Amid the theory, the science, and the fun, a poignant message emerges about extinctions and the role we humans have played and will continue to play in the epic of evolution. Throughout her book, the author speaks in the voice of a scientist/writer on behalf of the "trees who remember" their extinct partners. At the end, however, Barlow crosses that scientific boundary to enter the realm of ritual in a moving memorial service to the missing Mammoth.
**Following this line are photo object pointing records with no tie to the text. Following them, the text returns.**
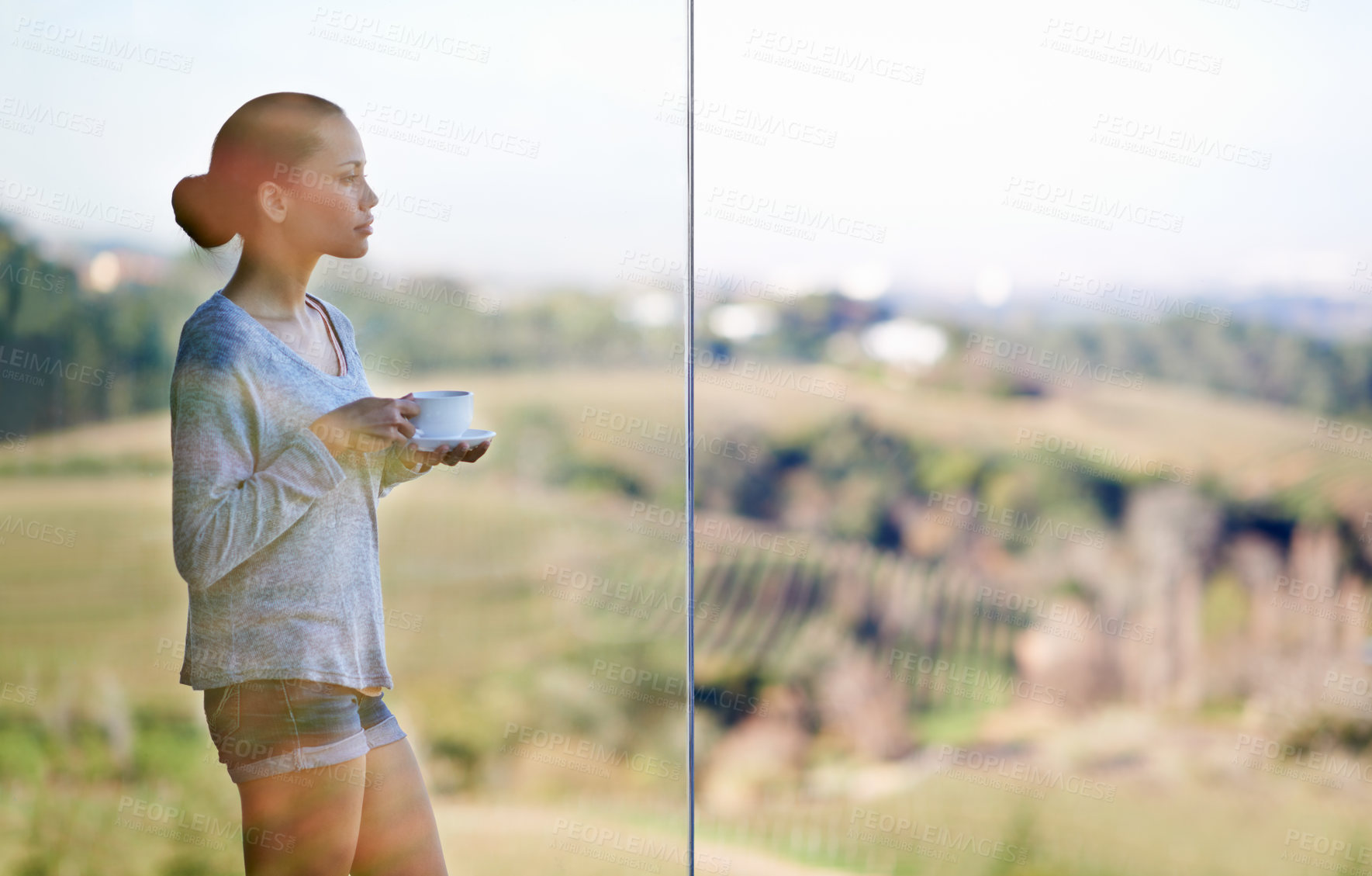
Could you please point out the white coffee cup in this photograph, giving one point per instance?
(442, 412)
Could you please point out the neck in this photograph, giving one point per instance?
(271, 283)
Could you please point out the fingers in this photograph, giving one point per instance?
(465, 452)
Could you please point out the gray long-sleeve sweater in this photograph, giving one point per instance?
(275, 537)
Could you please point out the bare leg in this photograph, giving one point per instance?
(302, 822)
(398, 835)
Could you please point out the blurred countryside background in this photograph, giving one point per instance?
(1033, 405)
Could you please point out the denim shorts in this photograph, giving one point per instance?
(269, 726)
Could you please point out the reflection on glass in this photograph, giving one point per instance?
(385, 610)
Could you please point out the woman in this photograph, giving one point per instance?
(280, 453)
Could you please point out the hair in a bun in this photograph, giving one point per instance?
(278, 128)
(201, 210)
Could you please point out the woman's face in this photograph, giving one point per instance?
(328, 199)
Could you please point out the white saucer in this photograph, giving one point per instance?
(430, 442)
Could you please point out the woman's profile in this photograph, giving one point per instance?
(280, 453)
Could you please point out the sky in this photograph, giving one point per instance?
(981, 147)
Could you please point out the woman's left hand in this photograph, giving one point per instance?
(445, 453)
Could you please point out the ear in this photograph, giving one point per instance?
(273, 201)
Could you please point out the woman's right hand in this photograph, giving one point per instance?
(367, 424)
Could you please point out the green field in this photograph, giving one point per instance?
(94, 632)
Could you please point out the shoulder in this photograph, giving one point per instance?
(210, 337)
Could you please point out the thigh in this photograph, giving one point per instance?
(296, 820)
(294, 827)
(398, 835)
The creator of the ceremony, fellow scientist Paul Martin, writes, "The service ended with a moving soliloquy from a Ms. Honey Locust of New York City. Ms. Locust sported a green hat bedecked with long, spiraling pods. Honey Locust trees may be streetwise, we learned, but their pods miss the megafauna." The final voice we hear springs straight from the hearts of Ms. Honey Locust and her advocate, Connie Barlow. On behalf of the ghosts, we are asked to remember the world as the trees remember, to find our human place among the widows and the bereaved, to enter a ritual time. Barlow delivers a final passionate plea to all of us to fulfill an evolutionary role we inherit as a result of the loss of the ancient mammals. "Thirteen thousand years ago, the responsibility for dispersing edible, large-fruited plants in the Americas fell to the humans. The present demands another profound passage in stewardship. . . When will we put an end to this saga of loss upon loss and resolve to undertake what [Thomas] Berry calls `the Great Work' of ecological and evolutionary restoration?" When, indeed?